AİHM’nin 10 Aralık 2019 tarihli Kavala’nın tutukluluğu hakkında verdiği hak ihlali kararı ile bu karar doğrultusunda Türkiye’nin kurucu üyesi olduğu Avrupa Konseyi’nin Bakanlar Komitesi’nin Kavala’nın hür bırakılması için adım atılması istikametinde aldığı üç başka kararı hatırlatan avukatlar, şu değerlendirmeyi yaptı:
“Anayasa Mahkemesi’nin Osman Kavala hakkında yürütülen ‘casusluk’ kabahatinden verilen tutuklama kararında ‘hak ihlali olmadığı’ istikametindeki kararı, AİHM kararlarının uygulanıp uygulanmadığını denetleyen Bakanlar Komitesi’nin ‘tutuklamanın derhal sonlandırılması’ gerektiğini belirten kararına karşın alınmış bir karardır. 7’ye karşı 8 oyla alınan bu kararla, Türkiye Cumhuriyeti Anayasası teminatı altındaki ‘özgür yaşama hakkı’nın tek bir oyla göz arkası edilerek hiçe sayılması son derece telaş vericidir.”
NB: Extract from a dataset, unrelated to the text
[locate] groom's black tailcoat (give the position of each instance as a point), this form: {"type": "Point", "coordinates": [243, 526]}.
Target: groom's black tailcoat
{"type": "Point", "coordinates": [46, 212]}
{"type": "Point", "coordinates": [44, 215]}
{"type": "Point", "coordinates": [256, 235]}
AİHM kararında, Osman Kavala’nın tutukluluğuyla Avrupa İnsan Hakları Sözleşmesi’nin üç hususunun ihlal edildiğinin, tutukluluğun hak savunuculuğunu sessizleştirmek üzere bir niyet içerdiğinin belirtildiğini anımsatan avukatlar, “Görüleceği üzere, Osman Kavala hakkında alınan tüm kararların ortak noktası, bu kararların, AİHM ve Bakanlar Komitesi kararlarına karşın, bu kurum ve kararlar ‘yok sayılarak’ alınmış olmasıdır. Bu gelişmeler, yeni yargı ıslahatı paketi konusunda ne ölçüde umutlu olunabileceğini gösterecek niteliktedir” açıklamasını yaptı.